To Dream a Little Dream

Part 1

My head is tossing side to side as you move back and forth on my flushed and sweaty body. I tangle my fingers in your silken flaming hair. The tension builds and builds leaving me breathless as our bodies move faster striving to reach release. My hands grip and pull your hair when you lean down and lick my neck. That was the little extra that I needed and I suffer a momentary blindness, feeling a warm slickness fill me. I'm lost in the power and scream out your name as I've find nirvana….

Damn… my eyes snap open. It's happened again. That same dream every night since I met you. It's like a disease has taken control of me. I groan when I realize that I'm hard and need to complete what that fucking dream started. I despise that you've done this to me. I can see you laughing at the state my body is in. I've tried everything I can think of to get you out of my system. The motion of my hand is a dead give away that I've failed miserably. I learned the hard way to keep a tube of lubricant at my bedside. You've infected me. Damn you. My solitary anguish at last relieved for the moment. Damn you to every bloody hell there is.

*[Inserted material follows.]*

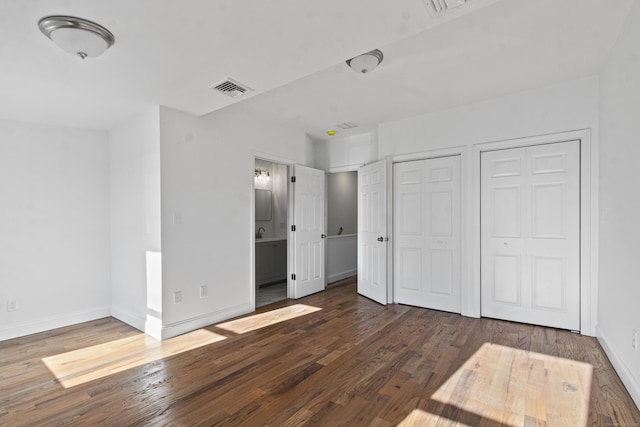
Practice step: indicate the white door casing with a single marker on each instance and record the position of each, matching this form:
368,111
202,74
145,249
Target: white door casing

What will be my salvation for these cravings? Do I follow my body's calling? I need to banish these thoughts from my body. I hate loosing control of something so powerful. Were it just a demon or crooked human I could take out my frustration by killing them slowly. But no it has to be you…you with the luscious locks of red silk, or the fire in your gemlike ruby eyes.

I long to look into the depths of those eyes as they glimmer with heated want and pure desire.

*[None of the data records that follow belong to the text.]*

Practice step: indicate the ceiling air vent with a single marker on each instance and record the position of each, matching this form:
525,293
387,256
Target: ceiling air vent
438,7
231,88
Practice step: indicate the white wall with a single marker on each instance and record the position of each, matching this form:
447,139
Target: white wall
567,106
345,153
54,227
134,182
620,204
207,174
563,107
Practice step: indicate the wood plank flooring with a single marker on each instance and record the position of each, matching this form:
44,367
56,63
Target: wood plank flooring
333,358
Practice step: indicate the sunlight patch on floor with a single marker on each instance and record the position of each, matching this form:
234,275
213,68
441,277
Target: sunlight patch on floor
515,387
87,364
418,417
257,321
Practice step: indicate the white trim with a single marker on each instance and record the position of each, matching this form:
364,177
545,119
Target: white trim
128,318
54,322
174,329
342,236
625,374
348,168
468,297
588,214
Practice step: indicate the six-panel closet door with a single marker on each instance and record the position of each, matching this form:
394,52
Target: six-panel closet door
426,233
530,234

Oh god I want you. Do you feel the same? Or will you laugh in my face telling me what a pathetic looser I really am.

The feel of your skin and hair as you mark me as yours. I've fantasized what that would be like. Would you be soft and gentle or strong and rough? Which way do I want you? I can't decide now.

Shit it's happened again. I feel the uncomfortable tightness of my jeans with all the self debate about you. Why are you under my skin, in my every thought? You annoy the hell out of me yet you are all I can think of.

I imagine what those strong arms feel like wrapped around me. What that solid muscled torso would feel like to rest my head on at night. Would your hands be warm? Would our legs tangle together under the sheets? What would your hair look like spread over a pillow? Do you snore? Suck your thumb? Walk or talk in your sleep? Would you hold me close and whisper your desires into my ears. Would you buy gifts just because you feel like? Oh dear god I've got to stop thinking like this or I'll be forever hard. As it is I'm so very grateful that my robes cover a multitude of "problems". I'm gonna have to find out soon for I'm not getting a whole lot of sleep because of those damn vivid dreams. I make a growling sound deep down to my very soul. Maybe if I meditate for a bit…but no when I try it that damn ape comes along and is yakking at 100miles per hour. So I have to figure something else out. I told everyone I wanted peace and quiet this time and what happens…arg that brat is a menace to my sanity. Much like you.

The life of a Sanzo priest is all I know. I think the people in charge would frown on any kind of physical life. Oh this is all so frustrating. Why can't I stop thinking of you and what you'd be like in bed? I swear to god I'll beat it out of my head if at all possible.

I've got to get it out of my system. And I come to realize there is only one way to do it. That is confronting it head on. Damn it why am I shivering? Fear or anticipation.